Nabi Tak Pernah Berperang karena Beda Agama


Jakarta, NU Online

Nabi Muhammad SAW, pemimpin besar umat Islam, tidak pernah berperang karena
masalah beda agama. Peperangan dengan orang-orang kafir pada masa Nabi tidak
terjadi atas dasar agama, namun karena mereka telah menebar 'fitnah'
sehingga menimbulkan *chaos* di kalangan masyarakat.


Demikian dikatakan KH Lukman Hakim, pemimpin (mursyid) Tarekat Sadziliyah
Jakarta, saat memberikan Pengajian Ramadhan pada peringatan hari ulang tahun
keempat Wahid Institut (WI), di kantor WI, Jl Taman Amir Hamzah, Jakarta,
Senin (8/9). Pengajian juga dihadiri oleh penggagas WI KH Abdurrahman Wahid
(Gus Dur).


"*Illat* atau penyebab peperangannya adalah karena mereka telah menebar
'fitnah' yang menimbulkan *chaos* di kalangan masyarakat, bukan karena
masalah beda agama," katanya.


Pimpinan umum majalah Sufi itu menyitir ayat 193 surat Al-Baqarah, "*Dan
perangilah mereka itu, sehingga tidak ada fitnah lagi*". Menurutnya, ayat
ini sering disalahfahami oleh sekelompok umat Islam garis keras.
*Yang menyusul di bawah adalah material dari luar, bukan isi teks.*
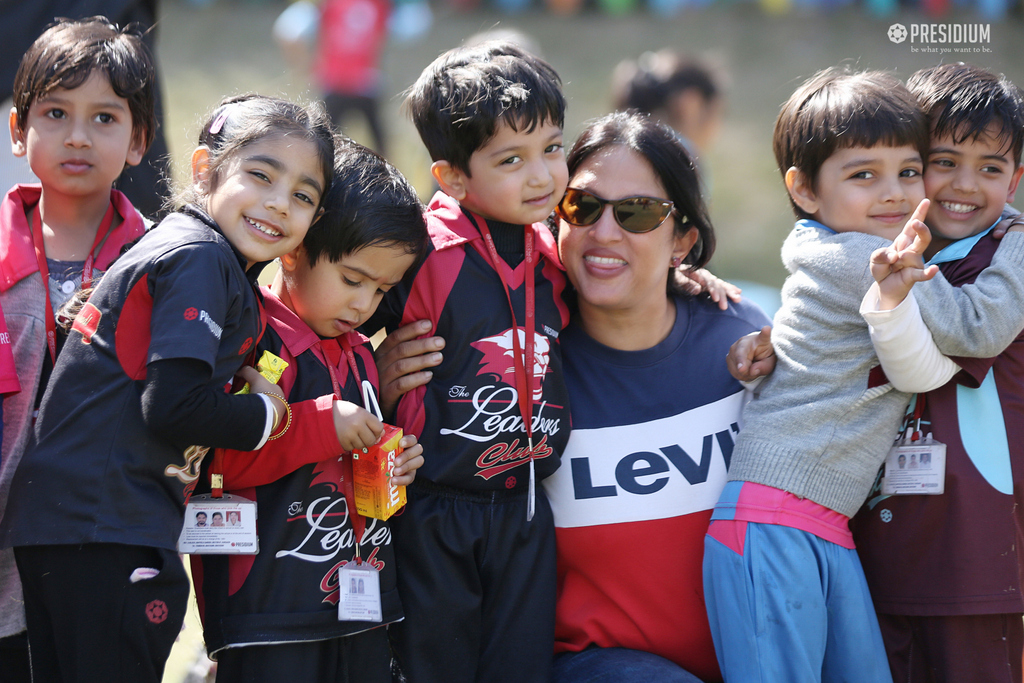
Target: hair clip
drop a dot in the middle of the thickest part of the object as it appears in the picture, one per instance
(218, 123)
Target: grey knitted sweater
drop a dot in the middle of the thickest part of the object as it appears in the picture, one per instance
(822, 422)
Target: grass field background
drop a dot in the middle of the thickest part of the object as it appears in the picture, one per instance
(225, 47)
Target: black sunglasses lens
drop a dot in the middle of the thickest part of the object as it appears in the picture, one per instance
(579, 208)
(641, 214)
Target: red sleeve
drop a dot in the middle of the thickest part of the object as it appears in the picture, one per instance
(310, 438)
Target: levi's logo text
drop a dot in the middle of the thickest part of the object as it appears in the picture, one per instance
(487, 413)
(675, 465)
(86, 323)
(645, 472)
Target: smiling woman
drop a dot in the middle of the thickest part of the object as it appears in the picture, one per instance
(654, 411)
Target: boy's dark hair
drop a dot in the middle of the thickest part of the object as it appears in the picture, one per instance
(242, 120)
(461, 97)
(68, 53)
(660, 147)
(837, 110)
(649, 83)
(369, 204)
(962, 101)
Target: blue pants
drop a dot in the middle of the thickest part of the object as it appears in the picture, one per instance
(792, 607)
(616, 665)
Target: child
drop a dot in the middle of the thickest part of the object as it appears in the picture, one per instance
(81, 118)
(785, 593)
(98, 501)
(274, 616)
(963, 621)
(478, 574)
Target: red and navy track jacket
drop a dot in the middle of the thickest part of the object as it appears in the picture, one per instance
(467, 417)
(96, 473)
(289, 591)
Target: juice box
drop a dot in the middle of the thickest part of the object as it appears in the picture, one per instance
(372, 468)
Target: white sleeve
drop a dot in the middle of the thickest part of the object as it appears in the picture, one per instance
(904, 346)
(271, 413)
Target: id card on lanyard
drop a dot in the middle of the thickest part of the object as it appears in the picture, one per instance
(522, 353)
(916, 463)
(37, 239)
(358, 582)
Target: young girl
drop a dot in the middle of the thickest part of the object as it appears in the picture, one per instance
(275, 616)
(97, 503)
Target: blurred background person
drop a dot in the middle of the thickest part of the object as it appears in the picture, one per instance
(681, 91)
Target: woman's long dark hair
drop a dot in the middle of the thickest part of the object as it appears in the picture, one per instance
(660, 146)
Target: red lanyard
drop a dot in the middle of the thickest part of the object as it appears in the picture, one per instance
(919, 412)
(358, 521)
(522, 363)
(44, 270)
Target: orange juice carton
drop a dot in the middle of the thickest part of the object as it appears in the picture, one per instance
(372, 472)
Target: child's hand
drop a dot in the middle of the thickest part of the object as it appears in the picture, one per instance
(752, 356)
(699, 281)
(356, 427)
(259, 384)
(408, 461)
(402, 363)
(896, 268)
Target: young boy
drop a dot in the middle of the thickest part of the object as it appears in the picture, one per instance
(961, 620)
(785, 593)
(475, 544)
(274, 616)
(80, 117)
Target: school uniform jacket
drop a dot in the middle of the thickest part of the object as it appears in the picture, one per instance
(23, 296)
(467, 417)
(955, 553)
(289, 592)
(95, 472)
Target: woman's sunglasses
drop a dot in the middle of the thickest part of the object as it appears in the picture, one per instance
(634, 214)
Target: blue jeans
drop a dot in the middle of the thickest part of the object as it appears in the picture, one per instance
(616, 665)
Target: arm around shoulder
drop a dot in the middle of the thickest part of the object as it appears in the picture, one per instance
(979, 319)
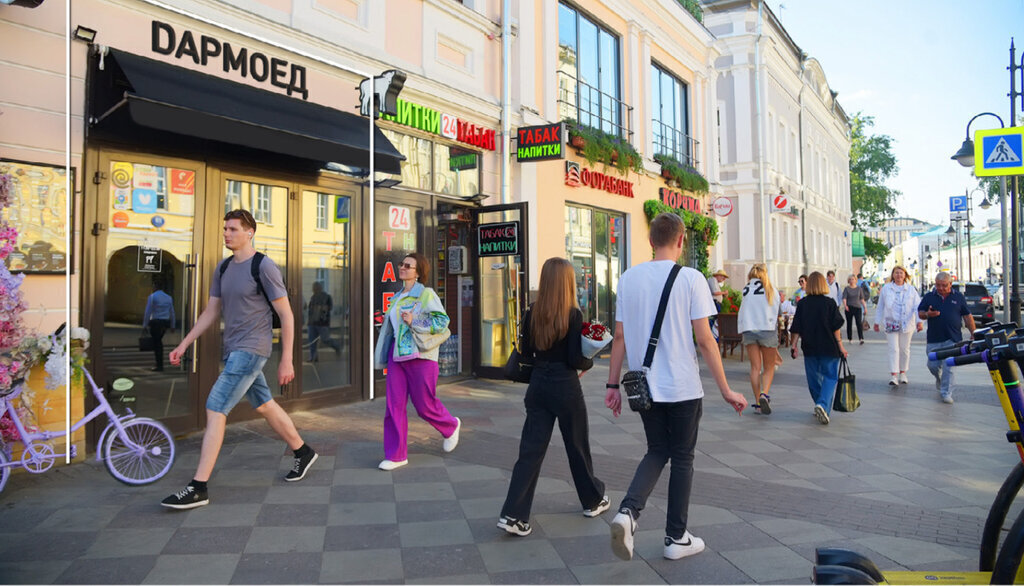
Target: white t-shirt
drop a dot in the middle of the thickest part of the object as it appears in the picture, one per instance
(755, 312)
(674, 374)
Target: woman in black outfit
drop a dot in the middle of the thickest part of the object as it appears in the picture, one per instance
(551, 339)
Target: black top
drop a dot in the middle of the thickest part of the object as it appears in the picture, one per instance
(816, 321)
(567, 350)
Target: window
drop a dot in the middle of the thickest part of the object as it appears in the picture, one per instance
(322, 205)
(671, 117)
(588, 74)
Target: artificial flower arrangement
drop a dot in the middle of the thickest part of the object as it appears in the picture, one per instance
(595, 336)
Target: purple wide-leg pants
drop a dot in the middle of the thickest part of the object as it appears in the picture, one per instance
(416, 380)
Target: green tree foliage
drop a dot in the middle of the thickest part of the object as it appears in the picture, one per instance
(876, 249)
(871, 163)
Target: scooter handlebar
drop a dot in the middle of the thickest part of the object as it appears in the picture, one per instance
(971, 359)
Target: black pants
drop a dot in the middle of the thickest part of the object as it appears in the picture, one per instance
(157, 329)
(553, 394)
(854, 315)
(672, 434)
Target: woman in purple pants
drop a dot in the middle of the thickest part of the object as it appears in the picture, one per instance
(408, 345)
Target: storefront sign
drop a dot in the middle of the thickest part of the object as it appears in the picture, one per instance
(677, 200)
(151, 259)
(498, 239)
(540, 142)
(722, 207)
(577, 176)
(167, 41)
(429, 120)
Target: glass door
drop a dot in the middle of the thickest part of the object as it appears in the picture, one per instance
(502, 293)
(147, 286)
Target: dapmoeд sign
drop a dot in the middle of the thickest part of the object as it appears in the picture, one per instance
(540, 142)
(501, 239)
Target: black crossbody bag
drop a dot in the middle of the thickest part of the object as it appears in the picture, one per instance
(635, 381)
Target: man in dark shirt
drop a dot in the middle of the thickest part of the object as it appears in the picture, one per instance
(943, 308)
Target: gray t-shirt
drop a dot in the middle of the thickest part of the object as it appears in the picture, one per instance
(247, 315)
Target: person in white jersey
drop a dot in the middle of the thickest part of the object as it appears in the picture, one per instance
(671, 424)
(758, 322)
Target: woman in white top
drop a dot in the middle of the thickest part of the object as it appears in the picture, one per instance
(896, 314)
(758, 322)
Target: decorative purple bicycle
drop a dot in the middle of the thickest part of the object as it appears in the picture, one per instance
(136, 450)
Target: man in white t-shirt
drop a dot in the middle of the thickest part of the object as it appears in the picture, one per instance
(671, 424)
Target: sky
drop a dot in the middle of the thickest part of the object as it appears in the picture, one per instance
(923, 69)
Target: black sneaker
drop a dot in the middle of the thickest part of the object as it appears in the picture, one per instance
(301, 466)
(187, 498)
(514, 527)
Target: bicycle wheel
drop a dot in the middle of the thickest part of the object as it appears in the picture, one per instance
(1008, 563)
(4, 470)
(150, 458)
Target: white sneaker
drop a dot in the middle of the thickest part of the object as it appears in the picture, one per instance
(390, 464)
(623, 528)
(678, 548)
(453, 441)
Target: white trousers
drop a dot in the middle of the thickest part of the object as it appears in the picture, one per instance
(899, 350)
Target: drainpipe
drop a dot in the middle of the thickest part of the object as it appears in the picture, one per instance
(506, 96)
(765, 209)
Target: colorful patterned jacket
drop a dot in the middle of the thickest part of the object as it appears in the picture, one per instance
(430, 319)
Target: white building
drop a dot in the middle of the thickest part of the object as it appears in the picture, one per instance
(782, 135)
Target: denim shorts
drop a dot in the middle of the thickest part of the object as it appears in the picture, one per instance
(768, 339)
(243, 375)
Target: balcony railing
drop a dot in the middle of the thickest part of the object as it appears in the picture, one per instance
(669, 140)
(591, 107)
(694, 8)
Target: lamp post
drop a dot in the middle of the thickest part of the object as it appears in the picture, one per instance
(966, 158)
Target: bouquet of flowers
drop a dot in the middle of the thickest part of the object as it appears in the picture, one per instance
(595, 337)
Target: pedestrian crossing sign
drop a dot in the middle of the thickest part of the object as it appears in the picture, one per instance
(998, 152)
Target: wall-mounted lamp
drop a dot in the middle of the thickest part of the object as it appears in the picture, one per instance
(84, 34)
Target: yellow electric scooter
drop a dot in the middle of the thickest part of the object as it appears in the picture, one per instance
(998, 345)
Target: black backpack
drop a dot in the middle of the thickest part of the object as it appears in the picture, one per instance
(254, 268)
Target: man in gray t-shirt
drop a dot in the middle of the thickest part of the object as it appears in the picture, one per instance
(248, 341)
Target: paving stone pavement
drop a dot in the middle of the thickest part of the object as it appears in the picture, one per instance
(906, 479)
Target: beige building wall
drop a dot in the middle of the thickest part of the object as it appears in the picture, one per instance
(32, 127)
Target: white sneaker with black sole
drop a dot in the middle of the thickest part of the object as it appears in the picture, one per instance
(679, 548)
(514, 527)
(602, 506)
(624, 527)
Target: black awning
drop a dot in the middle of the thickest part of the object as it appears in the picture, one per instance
(174, 99)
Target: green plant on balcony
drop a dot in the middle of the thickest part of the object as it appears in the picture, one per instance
(597, 145)
(686, 177)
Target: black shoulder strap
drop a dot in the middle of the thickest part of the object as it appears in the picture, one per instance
(254, 267)
(662, 306)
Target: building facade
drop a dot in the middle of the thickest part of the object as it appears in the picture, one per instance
(179, 112)
(784, 144)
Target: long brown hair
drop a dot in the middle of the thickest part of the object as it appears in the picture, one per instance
(760, 271)
(555, 298)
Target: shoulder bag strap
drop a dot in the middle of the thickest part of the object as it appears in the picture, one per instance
(662, 306)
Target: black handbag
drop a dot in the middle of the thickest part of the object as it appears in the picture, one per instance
(846, 390)
(516, 369)
(635, 381)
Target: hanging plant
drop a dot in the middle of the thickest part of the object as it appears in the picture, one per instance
(704, 231)
(686, 177)
(597, 145)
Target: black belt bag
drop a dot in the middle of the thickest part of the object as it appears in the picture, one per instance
(635, 381)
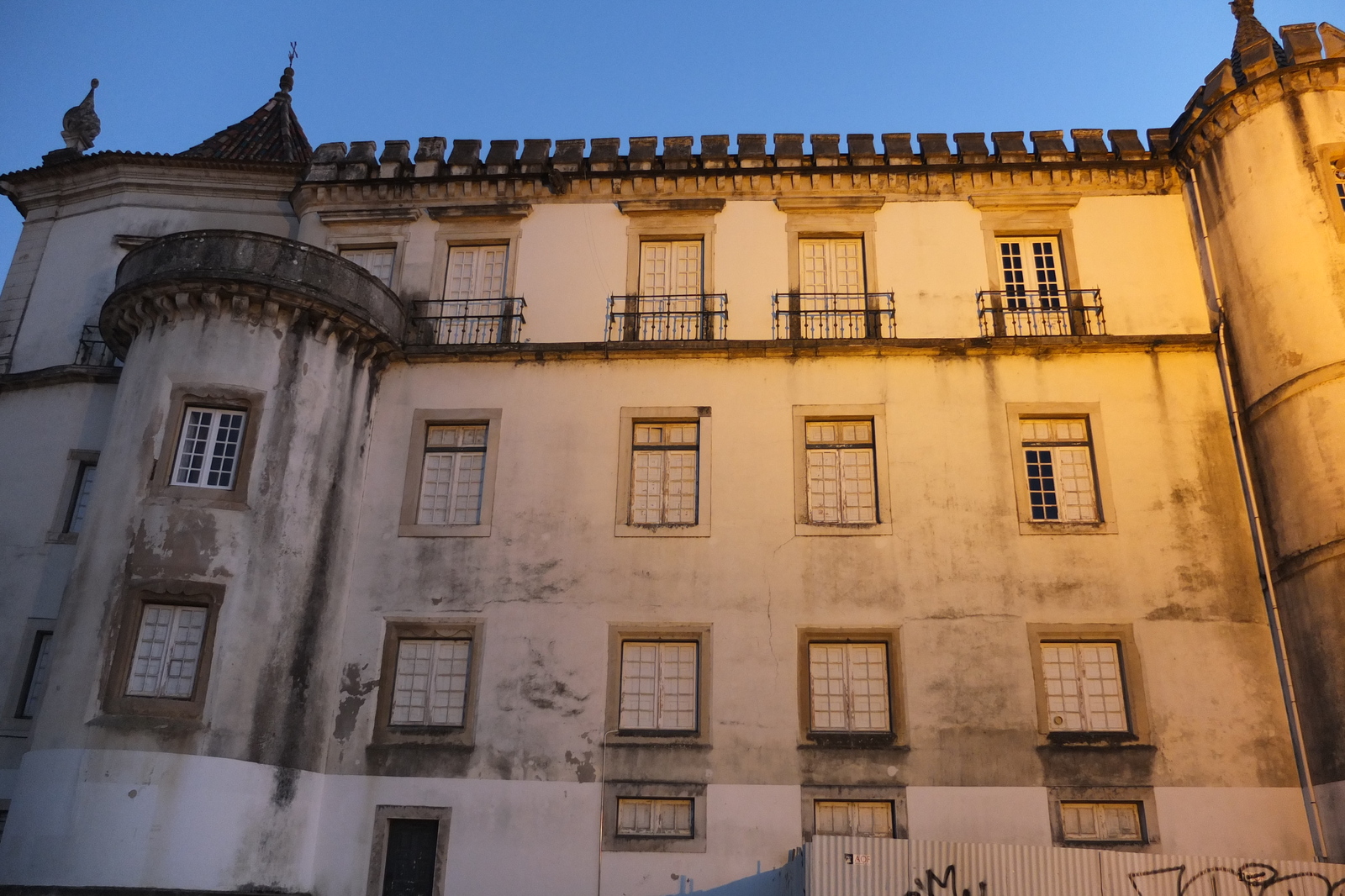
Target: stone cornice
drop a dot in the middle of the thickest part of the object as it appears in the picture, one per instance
(1196, 136)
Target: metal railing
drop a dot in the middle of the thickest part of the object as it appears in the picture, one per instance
(93, 351)
(475, 322)
(1040, 313)
(864, 315)
(699, 316)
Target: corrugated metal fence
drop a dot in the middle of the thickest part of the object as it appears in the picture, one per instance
(869, 867)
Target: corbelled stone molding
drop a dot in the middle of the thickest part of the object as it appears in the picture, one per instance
(255, 279)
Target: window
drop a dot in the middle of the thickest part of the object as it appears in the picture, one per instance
(430, 683)
(654, 818)
(35, 681)
(852, 818)
(1102, 822)
(658, 685)
(430, 674)
(849, 688)
(663, 472)
(376, 261)
(208, 448)
(1084, 687)
(450, 485)
(452, 475)
(841, 472)
(80, 499)
(663, 479)
(167, 651)
(1060, 472)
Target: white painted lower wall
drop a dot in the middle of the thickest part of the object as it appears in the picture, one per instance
(128, 818)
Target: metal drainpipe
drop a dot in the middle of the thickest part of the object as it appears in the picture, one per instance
(1257, 525)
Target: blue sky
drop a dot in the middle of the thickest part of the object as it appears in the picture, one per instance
(174, 73)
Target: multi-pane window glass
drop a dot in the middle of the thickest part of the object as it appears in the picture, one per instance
(663, 474)
(40, 665)
(658, 685)
(852, 818)
(452, 475)
(167, 651)
(654, 817)
(430, 687)
(1102, 822)
(80, 499)
(376, 261)
(208, 454)
(1084, 689)
(831, 266)
(1060, 470)
(849, 688)
(841, 472)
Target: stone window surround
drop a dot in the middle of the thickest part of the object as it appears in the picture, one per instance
(894, 794)
(615, 790)
(1133, 681)
(206, 396)
(76, 461)
(625, 456)
(378, 842)
(421, 420)
(1102, 472)
(894, 739)
(127, 636)
(878, 414)
(420, 627)
(620, 633)
(1142, 795)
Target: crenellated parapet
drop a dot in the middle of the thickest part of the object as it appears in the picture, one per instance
(257, 279)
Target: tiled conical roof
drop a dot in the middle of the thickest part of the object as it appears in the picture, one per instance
(272, 134)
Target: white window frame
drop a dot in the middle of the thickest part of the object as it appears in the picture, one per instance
(410, 525)
(625, 483)
(405, 692)
(226, 474)
(186, 654)
(665, 719)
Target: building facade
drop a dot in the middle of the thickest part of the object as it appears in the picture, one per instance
(421, 522)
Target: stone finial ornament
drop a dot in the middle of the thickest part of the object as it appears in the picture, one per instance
(81, 124)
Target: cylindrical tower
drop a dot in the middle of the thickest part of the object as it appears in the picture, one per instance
(197, 651)
(1264, 139)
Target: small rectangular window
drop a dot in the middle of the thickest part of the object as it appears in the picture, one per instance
(208, 452)
(658, 685)
(1060, 470)
(452, 475)
(167, 651)
(849, 688)
(80, 499)
(430, 687)
(852, 818)
(654, 818)
(376, 261)
(663, 472)
(1102, 822)
(35, 683)
(841, 472)
(1084, 687)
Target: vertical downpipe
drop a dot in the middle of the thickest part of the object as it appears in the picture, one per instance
(1254, 519)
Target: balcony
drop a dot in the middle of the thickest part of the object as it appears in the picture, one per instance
(862, 315)
(1040, 313)
(699, 316)
(477, 322)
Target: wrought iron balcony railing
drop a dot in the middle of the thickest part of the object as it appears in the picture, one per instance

Fitnah yang dimaksudkan sebenarnya adalah perbuatan-perbutan yang
menimbulkan kekacauan, seperti mengusir sahabat dari kampung halamannya,
merampas harta mereka dan menyakiti atau mengganggu kebebasan mereka
beragama.


Ditambahkan, pada masa pemerintahan Sahabat Abu Bakar, tentara Islam juga
memerangi kelompok orang-orang yang murtad atau keluar dari Islam. Namun
peperangan itu sebenarnya bukan karena mereka keluar dari Islam tetapi
karena mereka tidak membacayar zakat.


"Waktu itu seorang sahabat yang vokal yakni Umar bin Khattab memprotes Abu
Bakar, 'kenapa engkau melakukan apa yang tidak Nabi lakukan?' Abu Bakar
menjawab, 'aku perangi mereka karena tidak mau mematuhi tatanan yang telah
ditetapkan pada masa Nabi masih hidup (membayar zakat) dan pasti akan
menimbulkan fitnah sosial," katanya.


Dalam pengajian bertajuk "*Sufisme Islam untuk Perdamaian Dunia*" pakar
tasawuf itu berpesan bahwa upaya menempuh perdamaian itu pada saatnya akan
berhadapan dengan kekerasan.


Gus Dur yang memberikan taushiah setelah pengajian itu hanya memberikan
tanggapan singkat, "penolakan itu adalah pemberian itu sendiri,"
katanya. "*Al-man'u
'ainul atho`,*" kata Gus Dur mengutip salah satu kata mutiara dari *Al-Hikam
*, kitab sufi karya ulama sufi terkemuka Syeikh Athoillah as-Sakandari.